When run, make will search for a Makefile in the current directory. The contents of the Makefile contain the instructions that make will use to perform some action, such as build your project.

Makefiles follow a set structure, and it is important that you follow this to ensure it will work as expected. Of particular note is the indentation of commands within a rule - these must be TAB characters. If they are not, then make will substitute your rule with a default, which is undesirable.

Rules

Rules are composed of targets and dependencies and have an associated command. To build a rule, make first checks that all dependencies are met. Each dependency specifies a file which is necessary for the rule to be built. If the file does not exist, make searches the Makefile for a target that matches the dependency.

The format for a rule is:

target: dependencies 
	command

The target is the name of the file to be output, or a dummy name (in the case of all, clean, etc. This will have zero or more dependencies, which is a list of files (which may or may not have their own rules in the Makefile). Finally there are zero or more commands listed for the rule, indented with a single TAB character underneath the target line.

A target will only be run if the target has dependencies that are newer than it (assuming the target is not specified under .PHONY. When using a target, make compares the timestamp of the target against the timestamps of the dependencies. If any of the dependencies have a newer timestamp than the target, make will run the commands for that target again. If the target is newer, no commands for that rule will be run.

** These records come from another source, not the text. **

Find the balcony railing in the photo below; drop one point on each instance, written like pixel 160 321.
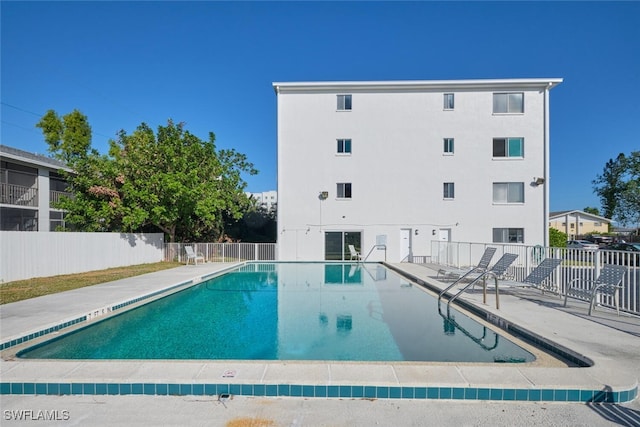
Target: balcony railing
pixel 20 195
pixel 54 196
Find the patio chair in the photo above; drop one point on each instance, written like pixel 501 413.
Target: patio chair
pixel 460 274
pixel 538 276
pixel 608 283
pixel 192 255
pixel 497 271
pixel 354 254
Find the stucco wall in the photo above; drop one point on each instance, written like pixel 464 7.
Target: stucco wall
pixel 397 168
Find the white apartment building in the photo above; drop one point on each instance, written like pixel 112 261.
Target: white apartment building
pixel 402 163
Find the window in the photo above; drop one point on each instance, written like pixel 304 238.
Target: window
pixel 448 145
pixel 508 103
pixel 448 190
pixel 344 102
pixel 344 146
pixel 344 190
pixel 508 192
pixel 508 235
pixel 508 147
pixel 448 101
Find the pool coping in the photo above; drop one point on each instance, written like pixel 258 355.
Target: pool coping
pixel 610 379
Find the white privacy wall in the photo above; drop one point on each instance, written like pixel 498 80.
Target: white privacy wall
pixel 397 166
pixel 24 254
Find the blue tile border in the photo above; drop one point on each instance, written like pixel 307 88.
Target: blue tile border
pixel 323 391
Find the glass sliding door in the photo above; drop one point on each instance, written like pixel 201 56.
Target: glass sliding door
pixel 336 244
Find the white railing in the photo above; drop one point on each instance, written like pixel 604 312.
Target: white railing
pixel 27 254
pixel 577 264
pixel 223 252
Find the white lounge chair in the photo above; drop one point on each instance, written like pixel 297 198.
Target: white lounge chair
pixel 459 274
pixel 539 276
pixel 609 283
pixel 192 255
pixel 354 254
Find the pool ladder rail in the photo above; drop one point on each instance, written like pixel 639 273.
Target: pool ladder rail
pixel 383 247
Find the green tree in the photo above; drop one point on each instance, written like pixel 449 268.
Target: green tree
pixel 557 239
pixel 628 211
pixel 610 184
pixel 169 180
pixel 619 188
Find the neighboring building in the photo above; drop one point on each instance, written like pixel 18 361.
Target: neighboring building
pixel 578 223
pixel 266 199
pixel 402 163
pixel 29 184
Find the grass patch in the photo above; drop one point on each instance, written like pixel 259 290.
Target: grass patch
pixel 24 289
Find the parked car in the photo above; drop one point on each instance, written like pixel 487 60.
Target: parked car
pixel 629 254
pixel 602 241
pixel 582 244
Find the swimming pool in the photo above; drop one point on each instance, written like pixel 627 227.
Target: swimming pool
pixel 291 311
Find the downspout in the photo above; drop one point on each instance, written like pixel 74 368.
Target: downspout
pixel 546 166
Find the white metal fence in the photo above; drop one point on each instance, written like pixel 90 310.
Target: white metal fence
pixel 222 252
pixel 577 264
pixel 27 254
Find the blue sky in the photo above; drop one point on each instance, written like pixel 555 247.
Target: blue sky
pixel 211 65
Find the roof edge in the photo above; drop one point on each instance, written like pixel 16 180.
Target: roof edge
pixel 538 83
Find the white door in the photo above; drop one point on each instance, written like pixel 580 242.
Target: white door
pixel 405 244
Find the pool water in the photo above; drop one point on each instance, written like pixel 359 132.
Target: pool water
pixel 291 311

An example from the Makefile below is:

server: server.c shared.o 
	$(CC) $(CFLAGS) shared.o server.c -o server

This rule will compile a binary called server. This depends on two files, one of which has a rule defined for it elsewhere in the Makefile. When make runs this rule, it will work out that shared.o has its own rule, and will then go about checking its dependencies to find out if its rule needs to be run before running the server rule.

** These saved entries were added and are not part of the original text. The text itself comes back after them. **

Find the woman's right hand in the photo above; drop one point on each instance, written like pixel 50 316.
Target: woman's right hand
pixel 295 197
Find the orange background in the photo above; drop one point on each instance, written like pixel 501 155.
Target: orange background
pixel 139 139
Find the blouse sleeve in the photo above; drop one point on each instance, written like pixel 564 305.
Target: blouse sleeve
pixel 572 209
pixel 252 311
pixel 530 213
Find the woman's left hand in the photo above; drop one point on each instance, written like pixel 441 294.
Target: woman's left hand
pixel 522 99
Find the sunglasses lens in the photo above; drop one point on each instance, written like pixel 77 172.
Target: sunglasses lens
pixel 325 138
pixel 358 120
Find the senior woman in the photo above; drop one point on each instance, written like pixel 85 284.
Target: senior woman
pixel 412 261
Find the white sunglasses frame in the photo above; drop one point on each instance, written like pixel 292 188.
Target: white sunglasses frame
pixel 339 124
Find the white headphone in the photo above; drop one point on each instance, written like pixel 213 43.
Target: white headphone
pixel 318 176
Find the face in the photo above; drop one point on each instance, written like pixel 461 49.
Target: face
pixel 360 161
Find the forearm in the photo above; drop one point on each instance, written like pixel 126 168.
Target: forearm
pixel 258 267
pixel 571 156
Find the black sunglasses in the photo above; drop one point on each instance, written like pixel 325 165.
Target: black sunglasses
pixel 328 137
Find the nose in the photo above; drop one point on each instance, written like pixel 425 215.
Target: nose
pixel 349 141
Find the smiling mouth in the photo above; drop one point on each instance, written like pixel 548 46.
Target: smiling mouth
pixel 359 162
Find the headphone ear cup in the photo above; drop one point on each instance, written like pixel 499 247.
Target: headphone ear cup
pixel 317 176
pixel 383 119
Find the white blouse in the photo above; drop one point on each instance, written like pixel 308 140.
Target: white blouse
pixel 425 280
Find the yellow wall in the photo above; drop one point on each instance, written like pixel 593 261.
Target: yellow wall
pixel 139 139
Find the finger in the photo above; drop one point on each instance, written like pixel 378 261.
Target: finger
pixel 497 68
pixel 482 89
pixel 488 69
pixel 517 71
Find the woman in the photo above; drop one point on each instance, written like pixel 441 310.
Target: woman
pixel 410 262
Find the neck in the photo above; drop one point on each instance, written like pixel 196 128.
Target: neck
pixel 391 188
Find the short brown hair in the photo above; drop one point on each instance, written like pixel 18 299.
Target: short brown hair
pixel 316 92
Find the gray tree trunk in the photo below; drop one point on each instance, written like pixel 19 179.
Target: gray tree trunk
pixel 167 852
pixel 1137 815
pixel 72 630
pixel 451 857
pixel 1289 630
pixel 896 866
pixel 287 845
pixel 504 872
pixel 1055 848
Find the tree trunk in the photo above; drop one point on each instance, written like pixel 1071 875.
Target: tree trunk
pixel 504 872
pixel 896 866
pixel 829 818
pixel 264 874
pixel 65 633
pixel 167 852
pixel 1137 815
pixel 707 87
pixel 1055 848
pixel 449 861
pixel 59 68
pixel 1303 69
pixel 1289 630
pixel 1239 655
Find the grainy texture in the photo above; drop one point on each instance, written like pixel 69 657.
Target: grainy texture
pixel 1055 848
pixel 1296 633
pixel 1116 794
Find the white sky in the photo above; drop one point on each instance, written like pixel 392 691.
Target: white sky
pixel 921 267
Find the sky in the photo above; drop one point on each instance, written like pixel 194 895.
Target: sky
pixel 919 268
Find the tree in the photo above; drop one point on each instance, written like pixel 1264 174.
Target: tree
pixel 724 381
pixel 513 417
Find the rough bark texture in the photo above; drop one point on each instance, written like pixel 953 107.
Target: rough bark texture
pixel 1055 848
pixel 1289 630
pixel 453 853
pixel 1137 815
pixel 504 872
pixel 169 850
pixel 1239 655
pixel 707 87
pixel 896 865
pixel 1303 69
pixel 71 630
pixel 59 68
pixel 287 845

By default, when you run make, it will look at the first rule in the Makefile and any rules that it depends on. If you want to use a different rule as your default, or to ensure make always uses the correct rule as the default, include a .DEFAULT rule in your Makefile.

Variables

Make supports variables that have a similar syntax to Bash variables. Some common variables are

CC: specifies the compiler, such as gcc, g++ or clang,
CFLAGS: specifies compilation flags, and
LDFLAGS: specifies linker flags.

Variables are set like so: CC = gcc. The value of a variable can be used in rules by prepending a dollar sign ($) and wrapping the variable name in parentheses (although single-letter variables do not require parentheses), like so: $(CC)

Example Makefile

The following is an example Makefile. It will compile two programs, server and client. There is also a shared object that is compiled and linked in to both of these binaries, shared.o. There is also a special debug rule, which updates the flags for compilation before running all of the rules for the binaries listed in the TARGETS variable.

CC = gcc
CFLAGS = -Wall -pedantic -std=gnu99
DEBUG = -g
TARGETS = server client

# Mark the default target to run (otherwise make will select the first target in the file)
.DEFAULT: all
# Mark targets as not generating output files (ensure the targets will always run)
.PHONY: all debug clean

all: $(TARGETS)

# A debug target to update flags before cleaning and compiling all targets
debug: CFLAGS += $(DEBUG)
debug: clean $(TARGETS)

# Create a shared object for inclusion in our programs
shared.o: shared.c shared.h
	$(CC) $(CFLAGS) -c shared.c -o shared.o

server: server.c shared.o
	$(CC) $(CFLAGS) shared.o server.c -o server

client: client.c shared.o
	$(CC) $(CFLAGS) shared.o client.c -o client

# Clean up our directory - remove objects and binaries
clean:
	rm -f $(TARGETS) *.o

Pointers

Pointers are a part of the C programming language that are very useful, but can be confusing when starting off learning C.

Pointer fun with Binky

A good resource to learn about pointers is Pointer fun with Binky. This is a video developed by Stanford University for their Computer Science Library. There are also some resources that accompany the video which may be of use.